People receiving email don't feel it should be their job to stop spam

There is a popular observation when people get spam, especially spam from places that specialize in sending email such as Sendgrid, and that is that these places are not infrequently pretty good about handling spam issues. Sometimes they have 'complain that this is spam' links right in the email headers (not Sendgrid, though), or similar things. But thinking that this is sufficient is a mistake, perhaps not in the short term but definitely in the long term (in my opinion).

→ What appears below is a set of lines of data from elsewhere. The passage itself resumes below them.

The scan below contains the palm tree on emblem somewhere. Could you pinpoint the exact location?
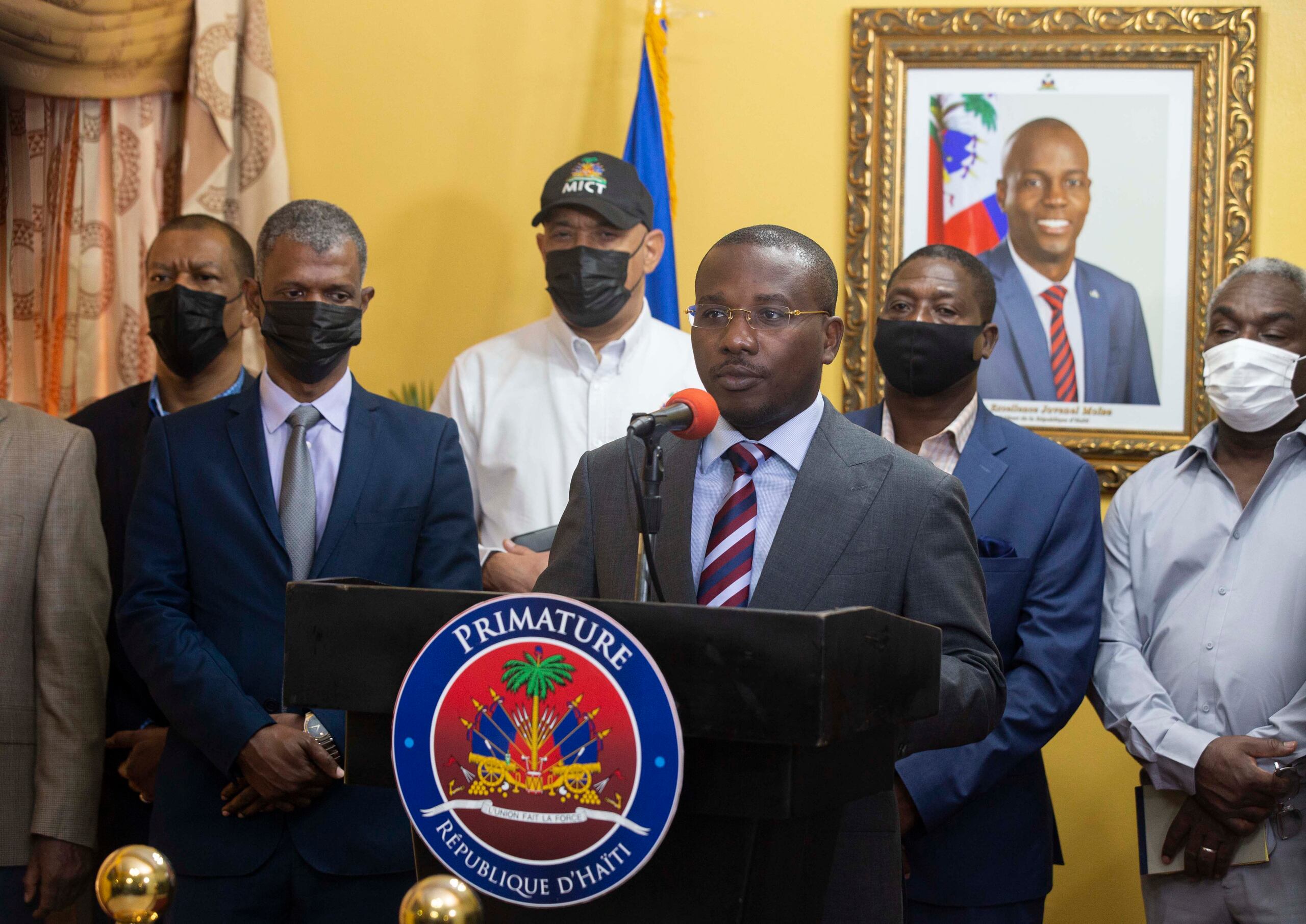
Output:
[501,644,576,778]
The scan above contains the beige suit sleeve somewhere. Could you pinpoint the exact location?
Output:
[31,430,110,847]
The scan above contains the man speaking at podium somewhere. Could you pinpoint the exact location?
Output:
[536,225,1004,924]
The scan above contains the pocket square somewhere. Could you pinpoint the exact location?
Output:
[975,536,1016,558]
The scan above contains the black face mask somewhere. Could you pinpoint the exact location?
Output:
[545,234,648,327]
[263,299,363,386]
[145,285,240,379]
[875,320,985,397]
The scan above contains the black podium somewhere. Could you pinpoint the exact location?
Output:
[282,582,939,924]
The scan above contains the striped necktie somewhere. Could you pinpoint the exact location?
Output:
[277,404,322,580]
[1042,285,1079,401]
[699,440,772,607]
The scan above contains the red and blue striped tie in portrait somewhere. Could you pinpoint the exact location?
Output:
[699,439,772,607]
[1042,285,1079,401]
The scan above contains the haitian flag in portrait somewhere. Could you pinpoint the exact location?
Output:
[927,93,1007,254]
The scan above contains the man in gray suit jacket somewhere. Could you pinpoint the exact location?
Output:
[536,225,1004,924]
[0,400,108,924]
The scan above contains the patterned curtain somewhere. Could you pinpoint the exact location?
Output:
[0,0,289,414]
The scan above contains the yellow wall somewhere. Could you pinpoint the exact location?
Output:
[268,0,1306,924]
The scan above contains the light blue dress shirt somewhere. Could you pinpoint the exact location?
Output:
[149,366,244,417]
[259,368,354,542]
[1093,423,1306,793]
[690,395,825,597]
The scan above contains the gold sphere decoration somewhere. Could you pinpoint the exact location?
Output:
[399,876,485,924]
[95,844,177,924]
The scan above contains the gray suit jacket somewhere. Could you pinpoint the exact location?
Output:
[0,400,108,866]
[536,401,1006,921]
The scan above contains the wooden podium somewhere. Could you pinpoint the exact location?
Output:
[284,580,940,924]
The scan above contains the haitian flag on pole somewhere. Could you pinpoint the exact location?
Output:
[927,93,1007,254]
[622,0,681,327]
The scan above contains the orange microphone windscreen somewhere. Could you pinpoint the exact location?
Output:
[662,388,721,439]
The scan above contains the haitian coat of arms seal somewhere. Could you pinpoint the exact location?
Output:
[393,593,684,907]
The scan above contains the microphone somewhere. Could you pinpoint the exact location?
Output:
[625,388,721,439]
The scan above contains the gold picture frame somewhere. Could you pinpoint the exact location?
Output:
[844,7,1259,490]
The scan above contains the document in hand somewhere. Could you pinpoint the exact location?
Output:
[1134,785,1269,876]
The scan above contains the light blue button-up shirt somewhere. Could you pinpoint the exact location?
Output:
[1093,423,1306,792]
[150,366,244,417]
[690,395,825,597]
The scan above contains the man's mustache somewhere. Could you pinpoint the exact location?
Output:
[712,359,767,379]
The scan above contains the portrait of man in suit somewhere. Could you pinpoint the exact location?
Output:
[980,118,1160,404]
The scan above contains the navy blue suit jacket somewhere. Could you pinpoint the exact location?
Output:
[68,374,255,737]
[980,239,1160,404]
[117,382,481,876]
[849,401,1103,906]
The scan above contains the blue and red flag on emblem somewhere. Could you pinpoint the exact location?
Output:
[622,0,681,327]
[926,93,1007,254]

What places that are merely 'good at responding to complaints' are really doing is making it the job of people receiving email to deal with spam. Unsurprisingly, not infrequently people are unhappy with this, either quietly or loudly. As a general rule, people do not want it to be their job to deal with spam; they want it to be your job (where 'you' is some combination of the people operating their mail system and the people responsible for sending email to them). That in practice it currently is their job, requiring a bunch of labour and a bunch of annoying workarounds and hacks, is something that people are not exactly pleased about. They consider this a flaw in the system, and it is.

(Spam in general is a fundamental hard problem, but spam from major mail sending providers is merely because they aren't interested in trying hard enough to stop it.)

Of course, people receiving email do not necessarily understand the situation in the way I've put it here. But we do know that they are unhappy to get spam (there are very few people who are happy to get it); even if they are 'happy' to be able to do something to make it go away, they would be happier to not have to deal with spam at all. The more work they have to do and the less certain that work is in making the spam go away, the more unhappy they are, until you reach the stage of someone like me.

PS: A great many things are 'making it the job of the receiver to deal with spam', including the very basic one of 'I think I will use GMail and live with its drawbacks because they have really good spam filtering'. Certainly not taking genuinely effective steps to stop spam senders and then waiting for the complaints to roll in is one of them; the mail sending place has effectively outsourced a significant part of its spam detection to the people receiving its email. If said people did nothing, the mail sending place would not know it was being used to send spam.

PPS: To cut off one possible reply in advance, a claim of 'if no one complains, clearly it wasn't spam' is demonstrably and obviously false and anyone advancing it as a defense is either morally vacuous or doing so in a cynical manipulation to deflect criticism. That marketing and advertising organizations love to make claims like this is one reason why a great many people hate them.